With each edition, encourage your readers to pass it along to their friends and watch the growth. It will be organic growth. Real growth. Passionate growth. Why? Because it’s not some VC-driven, phony “workstyle” magazine. It’s personal.

The cost of producing and distributing content at that level is minimal. The impact is incredible. Why? Because it’s personal.

What about revenues?

If you are really reaching the kind of middle-class to upper-middle-class working professionals you say you are, and you KNOW these people, you can parlay that relationship into something quite lucrative.

Think of the way Paul Harvey delivers his ads: He tells the audience in his Paul Harvey way why so and so is such a great insurance company. And you KNOW that he’s telling you the truth, because you BELIEVE in the Paul Harvey brand!

Aren’t there particular brands, products, and services that you totally believe in to the point where you’d recommend them even if they didn’t pay you?
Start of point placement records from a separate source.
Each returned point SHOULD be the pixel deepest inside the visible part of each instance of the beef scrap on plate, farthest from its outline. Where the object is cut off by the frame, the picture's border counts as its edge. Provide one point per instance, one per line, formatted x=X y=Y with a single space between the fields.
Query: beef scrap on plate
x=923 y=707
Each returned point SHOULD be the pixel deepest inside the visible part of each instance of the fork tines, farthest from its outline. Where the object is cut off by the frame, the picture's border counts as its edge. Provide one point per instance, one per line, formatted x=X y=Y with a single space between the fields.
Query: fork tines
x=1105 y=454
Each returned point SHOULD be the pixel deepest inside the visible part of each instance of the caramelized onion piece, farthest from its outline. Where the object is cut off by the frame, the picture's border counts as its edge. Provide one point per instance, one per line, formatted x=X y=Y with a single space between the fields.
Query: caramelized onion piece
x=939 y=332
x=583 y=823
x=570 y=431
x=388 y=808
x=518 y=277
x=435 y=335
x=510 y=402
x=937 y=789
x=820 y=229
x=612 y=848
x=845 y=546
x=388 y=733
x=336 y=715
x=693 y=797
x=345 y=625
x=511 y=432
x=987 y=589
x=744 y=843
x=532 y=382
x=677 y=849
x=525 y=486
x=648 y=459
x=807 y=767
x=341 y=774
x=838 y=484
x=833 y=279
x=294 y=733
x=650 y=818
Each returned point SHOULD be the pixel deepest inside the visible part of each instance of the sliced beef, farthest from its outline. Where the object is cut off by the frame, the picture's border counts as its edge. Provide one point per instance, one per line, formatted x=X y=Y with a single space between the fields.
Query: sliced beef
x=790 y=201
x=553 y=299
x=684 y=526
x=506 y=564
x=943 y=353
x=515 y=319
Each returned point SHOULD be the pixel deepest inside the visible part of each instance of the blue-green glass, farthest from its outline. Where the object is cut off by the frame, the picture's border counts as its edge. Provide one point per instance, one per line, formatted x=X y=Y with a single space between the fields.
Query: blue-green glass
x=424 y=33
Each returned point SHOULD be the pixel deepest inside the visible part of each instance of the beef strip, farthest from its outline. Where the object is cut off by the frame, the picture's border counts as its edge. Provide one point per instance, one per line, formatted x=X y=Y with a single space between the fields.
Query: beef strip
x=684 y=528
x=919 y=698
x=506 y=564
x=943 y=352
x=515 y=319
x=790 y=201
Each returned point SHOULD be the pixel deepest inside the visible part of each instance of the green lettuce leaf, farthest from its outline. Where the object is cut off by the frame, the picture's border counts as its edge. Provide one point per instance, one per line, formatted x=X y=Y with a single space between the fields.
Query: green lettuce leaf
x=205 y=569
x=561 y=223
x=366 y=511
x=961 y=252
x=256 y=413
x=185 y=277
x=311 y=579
And wouldn’t some of these items be highly beneficial to your readers?

Well, Gail, I’d build that newsletter, cement the bond between you and your readers, and work methodically to cultivate a few sponsors who could back your effort.

I’d build upon your PR background and continue being the resident expert and talking head on TV and radio call-in shows. Book yourself as a speaker as often as possible. Do a GailStock gathering among your loyal readers. Build upon that GailBrand.

Forget staffing up to 60 people; go for 6, max. Forget VC, bootstrap it, and maintain your vision and integrity. Forget the grand vision; go small and let it grow to where it will but not according to an Excel spreadsheet some MBA has worked up for you.

In the go-go times that came to a crashing halt this past March, many of us lost sight of what was important and got wrapped up in the trappings of an online venture. In the post-bubble era we are living through, it’s a great opportunity to reconnect with what is really important.

If you can cost-effectively reach a valuable audience in a meaningful way and build a relationship with the audience that you can sustain over time, and if you can build the same kind of relationships with sponsoring companies that you believe in, you can build a successful online business.

It may not be “IPO-able.” You may not become a zillionaire. But you can make great money, live a life consistent with your values and vision, and be a slave to no one.

And that, my friends, is a beautiful thing.